Chronology of a frame-up

8/19/89 After a car chase, Roderick "Cooley" Shannon, 17, is beaten and shot to death in the parking lot of a grocery store located on the corner of Leland and Rutland Streets in Visitacion Valley.

10/3/90 Antoine Goff and John J. Tennison stand trial in San Francisco Superior Court for the killing. Both claim innocence. The prosecution's case is built on the constantly mutating eyewitness testimony of two young girls, Masina Fauolo, 14, and Pauline Maluina, 12.

10/31/90 The jury convicts both men.

11/7/90 Lovinsky Ricard is picked up on a warrant unrelated to the shooting. Unprompted, he admits to slaying Shannon. Police release Ricard and sit on his confession for six months.

6/20/91 A judge sentences Goff to 27 years to life in state prison; Tennison gets 25 years to life. In the years that follow, deputy public defender Jeff Adachi, Diana Samuelson, and several other lawyers doggedly continue to fight on behalf of the two men.

7/2/92 Defense lawyers learn of Chante Smith. Smith witnessed the killing, fingered Ricard as the killer, and exonerated Tennison and Goff. She had told her story to police before trial, but notes from her interview were never disclosed to the defense.

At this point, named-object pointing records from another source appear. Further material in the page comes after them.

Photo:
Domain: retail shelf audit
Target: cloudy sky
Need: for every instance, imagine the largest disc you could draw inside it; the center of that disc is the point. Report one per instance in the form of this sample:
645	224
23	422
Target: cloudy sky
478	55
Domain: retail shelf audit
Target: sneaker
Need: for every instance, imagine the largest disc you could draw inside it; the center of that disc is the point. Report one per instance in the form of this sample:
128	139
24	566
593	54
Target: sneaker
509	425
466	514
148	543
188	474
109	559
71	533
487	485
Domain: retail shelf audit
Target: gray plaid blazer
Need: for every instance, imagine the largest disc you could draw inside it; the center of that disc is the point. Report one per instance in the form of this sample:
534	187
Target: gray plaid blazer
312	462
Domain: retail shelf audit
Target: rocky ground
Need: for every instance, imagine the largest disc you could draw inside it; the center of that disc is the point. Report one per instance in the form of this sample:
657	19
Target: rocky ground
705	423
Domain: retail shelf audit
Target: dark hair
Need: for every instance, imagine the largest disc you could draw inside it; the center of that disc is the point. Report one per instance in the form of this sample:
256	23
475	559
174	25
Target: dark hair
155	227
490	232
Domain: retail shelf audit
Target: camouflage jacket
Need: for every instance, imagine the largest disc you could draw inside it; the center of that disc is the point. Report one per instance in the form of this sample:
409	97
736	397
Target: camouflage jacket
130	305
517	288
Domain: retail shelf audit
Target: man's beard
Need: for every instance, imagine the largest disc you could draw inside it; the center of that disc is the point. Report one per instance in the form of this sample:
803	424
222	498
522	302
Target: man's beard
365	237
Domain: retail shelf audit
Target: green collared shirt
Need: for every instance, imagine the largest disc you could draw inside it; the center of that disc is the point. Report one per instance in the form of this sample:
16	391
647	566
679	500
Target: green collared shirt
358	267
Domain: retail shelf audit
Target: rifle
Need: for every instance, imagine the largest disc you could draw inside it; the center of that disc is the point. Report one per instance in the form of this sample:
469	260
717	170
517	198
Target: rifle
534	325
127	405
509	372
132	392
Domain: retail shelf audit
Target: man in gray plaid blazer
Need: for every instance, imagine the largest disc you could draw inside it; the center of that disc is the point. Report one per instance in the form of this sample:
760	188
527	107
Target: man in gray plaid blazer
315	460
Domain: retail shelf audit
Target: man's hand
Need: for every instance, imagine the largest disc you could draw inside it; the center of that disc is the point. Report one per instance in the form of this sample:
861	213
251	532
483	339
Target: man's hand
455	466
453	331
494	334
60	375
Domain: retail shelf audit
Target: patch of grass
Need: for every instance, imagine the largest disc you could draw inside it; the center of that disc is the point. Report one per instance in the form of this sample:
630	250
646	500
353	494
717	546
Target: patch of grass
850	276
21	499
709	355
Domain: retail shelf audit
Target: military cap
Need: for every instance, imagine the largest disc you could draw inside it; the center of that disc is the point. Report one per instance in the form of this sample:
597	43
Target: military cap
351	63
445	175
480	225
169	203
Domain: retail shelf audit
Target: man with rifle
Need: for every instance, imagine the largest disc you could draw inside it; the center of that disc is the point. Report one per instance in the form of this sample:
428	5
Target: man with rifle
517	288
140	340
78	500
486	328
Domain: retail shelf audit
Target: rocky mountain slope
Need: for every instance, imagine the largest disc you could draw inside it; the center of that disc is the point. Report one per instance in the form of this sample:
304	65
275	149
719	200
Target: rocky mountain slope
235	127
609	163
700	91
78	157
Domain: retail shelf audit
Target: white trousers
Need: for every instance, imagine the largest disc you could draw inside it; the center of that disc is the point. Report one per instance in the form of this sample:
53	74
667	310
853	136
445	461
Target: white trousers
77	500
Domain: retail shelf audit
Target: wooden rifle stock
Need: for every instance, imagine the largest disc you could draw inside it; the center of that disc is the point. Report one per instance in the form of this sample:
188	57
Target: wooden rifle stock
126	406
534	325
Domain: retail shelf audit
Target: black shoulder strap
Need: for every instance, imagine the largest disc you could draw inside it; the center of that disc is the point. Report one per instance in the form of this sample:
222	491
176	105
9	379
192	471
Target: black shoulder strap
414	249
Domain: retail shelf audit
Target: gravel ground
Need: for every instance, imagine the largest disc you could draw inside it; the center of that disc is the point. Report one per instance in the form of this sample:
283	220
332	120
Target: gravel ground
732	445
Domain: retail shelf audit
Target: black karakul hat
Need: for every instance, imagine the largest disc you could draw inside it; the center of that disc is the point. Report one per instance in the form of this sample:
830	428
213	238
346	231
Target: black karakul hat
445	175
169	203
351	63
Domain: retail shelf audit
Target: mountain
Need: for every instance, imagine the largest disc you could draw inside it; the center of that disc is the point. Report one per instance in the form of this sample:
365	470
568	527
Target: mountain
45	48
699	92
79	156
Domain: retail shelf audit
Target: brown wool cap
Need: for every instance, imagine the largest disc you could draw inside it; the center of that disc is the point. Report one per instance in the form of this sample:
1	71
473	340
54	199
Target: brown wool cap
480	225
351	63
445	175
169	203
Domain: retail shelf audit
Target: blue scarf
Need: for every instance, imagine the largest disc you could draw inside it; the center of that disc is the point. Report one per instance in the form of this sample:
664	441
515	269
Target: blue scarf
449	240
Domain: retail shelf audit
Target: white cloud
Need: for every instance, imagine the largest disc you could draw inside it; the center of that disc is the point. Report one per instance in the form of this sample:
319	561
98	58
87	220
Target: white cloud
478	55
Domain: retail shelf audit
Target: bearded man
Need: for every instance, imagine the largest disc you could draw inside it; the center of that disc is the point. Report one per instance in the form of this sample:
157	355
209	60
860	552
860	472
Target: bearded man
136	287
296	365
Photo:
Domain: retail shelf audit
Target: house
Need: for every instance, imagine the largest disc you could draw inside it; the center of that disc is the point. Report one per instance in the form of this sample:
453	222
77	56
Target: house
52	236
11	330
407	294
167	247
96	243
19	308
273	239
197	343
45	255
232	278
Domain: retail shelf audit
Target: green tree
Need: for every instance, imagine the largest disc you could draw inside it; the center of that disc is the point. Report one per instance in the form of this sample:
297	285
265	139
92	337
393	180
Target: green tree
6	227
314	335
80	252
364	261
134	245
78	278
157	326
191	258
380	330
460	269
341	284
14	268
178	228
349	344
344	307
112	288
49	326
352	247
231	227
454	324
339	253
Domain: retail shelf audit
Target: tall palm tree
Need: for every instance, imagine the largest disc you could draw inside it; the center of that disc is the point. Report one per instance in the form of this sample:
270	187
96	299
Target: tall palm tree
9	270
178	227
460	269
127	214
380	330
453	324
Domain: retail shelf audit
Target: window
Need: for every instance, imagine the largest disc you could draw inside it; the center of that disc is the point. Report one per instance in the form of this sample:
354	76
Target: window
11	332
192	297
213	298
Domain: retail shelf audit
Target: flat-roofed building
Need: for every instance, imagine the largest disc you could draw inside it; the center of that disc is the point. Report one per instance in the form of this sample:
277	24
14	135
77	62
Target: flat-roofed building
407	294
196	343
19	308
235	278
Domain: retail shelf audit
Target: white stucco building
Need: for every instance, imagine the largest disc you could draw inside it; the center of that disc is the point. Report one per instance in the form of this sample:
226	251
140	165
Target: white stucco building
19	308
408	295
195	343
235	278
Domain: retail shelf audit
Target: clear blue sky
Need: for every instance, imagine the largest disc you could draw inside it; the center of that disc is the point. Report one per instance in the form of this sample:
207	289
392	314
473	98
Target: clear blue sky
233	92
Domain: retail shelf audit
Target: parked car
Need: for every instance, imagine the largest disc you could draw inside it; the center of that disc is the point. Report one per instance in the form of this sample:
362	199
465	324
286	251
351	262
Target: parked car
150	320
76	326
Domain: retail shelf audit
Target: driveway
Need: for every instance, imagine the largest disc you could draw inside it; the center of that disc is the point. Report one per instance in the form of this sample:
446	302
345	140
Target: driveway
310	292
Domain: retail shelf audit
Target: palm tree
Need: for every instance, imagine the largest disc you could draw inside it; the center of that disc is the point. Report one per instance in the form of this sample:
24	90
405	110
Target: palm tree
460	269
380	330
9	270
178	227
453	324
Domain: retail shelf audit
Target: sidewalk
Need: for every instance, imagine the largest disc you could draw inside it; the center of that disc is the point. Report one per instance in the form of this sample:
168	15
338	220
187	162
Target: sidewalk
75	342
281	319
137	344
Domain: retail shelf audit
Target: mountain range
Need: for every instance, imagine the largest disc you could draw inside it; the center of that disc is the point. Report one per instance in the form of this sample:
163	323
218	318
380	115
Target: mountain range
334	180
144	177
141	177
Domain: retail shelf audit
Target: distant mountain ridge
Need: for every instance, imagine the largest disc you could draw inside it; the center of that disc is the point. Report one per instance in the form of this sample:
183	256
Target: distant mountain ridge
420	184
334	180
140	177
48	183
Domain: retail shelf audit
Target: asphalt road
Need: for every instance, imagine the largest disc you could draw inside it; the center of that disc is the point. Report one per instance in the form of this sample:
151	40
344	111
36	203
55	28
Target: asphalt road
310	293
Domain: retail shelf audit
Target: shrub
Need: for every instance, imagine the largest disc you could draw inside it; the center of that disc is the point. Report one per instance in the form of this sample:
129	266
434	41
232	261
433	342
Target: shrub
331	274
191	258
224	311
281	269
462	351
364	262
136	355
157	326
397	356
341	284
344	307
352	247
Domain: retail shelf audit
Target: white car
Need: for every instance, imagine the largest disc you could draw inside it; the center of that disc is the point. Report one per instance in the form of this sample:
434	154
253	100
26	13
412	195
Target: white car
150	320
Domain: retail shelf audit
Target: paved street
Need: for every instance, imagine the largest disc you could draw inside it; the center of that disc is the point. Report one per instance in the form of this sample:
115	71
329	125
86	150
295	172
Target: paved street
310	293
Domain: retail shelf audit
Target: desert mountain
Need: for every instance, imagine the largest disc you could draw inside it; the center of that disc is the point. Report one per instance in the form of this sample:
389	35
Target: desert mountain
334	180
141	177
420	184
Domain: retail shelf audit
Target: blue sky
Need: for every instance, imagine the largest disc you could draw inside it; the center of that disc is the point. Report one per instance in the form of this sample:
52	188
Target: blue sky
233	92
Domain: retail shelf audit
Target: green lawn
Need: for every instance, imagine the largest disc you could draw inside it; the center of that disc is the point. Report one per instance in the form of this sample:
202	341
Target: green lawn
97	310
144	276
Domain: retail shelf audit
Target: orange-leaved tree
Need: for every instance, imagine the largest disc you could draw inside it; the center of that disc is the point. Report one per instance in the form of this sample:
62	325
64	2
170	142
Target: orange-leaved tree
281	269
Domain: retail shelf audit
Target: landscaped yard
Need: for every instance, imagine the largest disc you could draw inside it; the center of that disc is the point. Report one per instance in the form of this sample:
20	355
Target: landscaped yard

8/18/93 Smith is given a polygraph test. Her statements about the killing are found to be truthful.

1/17/01 The Bay Guardian publishes "The Hardest Time," an exposé of the case strongly suggesting that Tennison and Goff are innocent. The story points out major inconsistencies in the statements of Faoulo and Maluina and numerous other flaws in the prosecution case. In the wake of the story, a team of lawyers at the San Francisco firm Keker and Van Nest take up Tennison's appeals pro bono. Led by Elliot Peters and Ethan Balogh, the team pours thousands of hours into reinvestigating the case, files a mountain of briefs, and interviews Hendrix and Sanders under oath.

1/24/01 Patrick Barnett, a cousin of Roderick Shannon, tells the Bay Guardian he believes Tennison and Goff are innocent.

3/5/03 At the height of the Fajitagate circus, the Bay Guardian reports on new proof of police and prosecutorial misconduct unearthed by Balogh, Peters, and company. The San Francisco Chronicle follows two weeks later with front-page coverage of the fresh allegations.

6/25/03 An investigator for the Keker team tracks down key witness Maluina, who recants her courtroom testimony and accuses the prosecution team of coaching her to lie. The story goes national. The Bay Guardian reveals that Luther Brock, whose murder conviction was voided in 1985, may have been framed by Sanders and Hendrix.

8/26/03 After 10 months, federal Judge Claudia Wilken rules on Tennison's habeas appeal. In a 103-page ruling, she overturns his sentence.

8/29/03 Tennison's mother, Dolly Tennison, is meeting with reporter A.C. Thompson when she gets the phone call: after 13 years, her son is walking out of Mule Creek State Prison. Her eyes are moist as she jogs to her car and heads north to the penitentiary. Goff remains imprisoned but is expected to be freed shortly.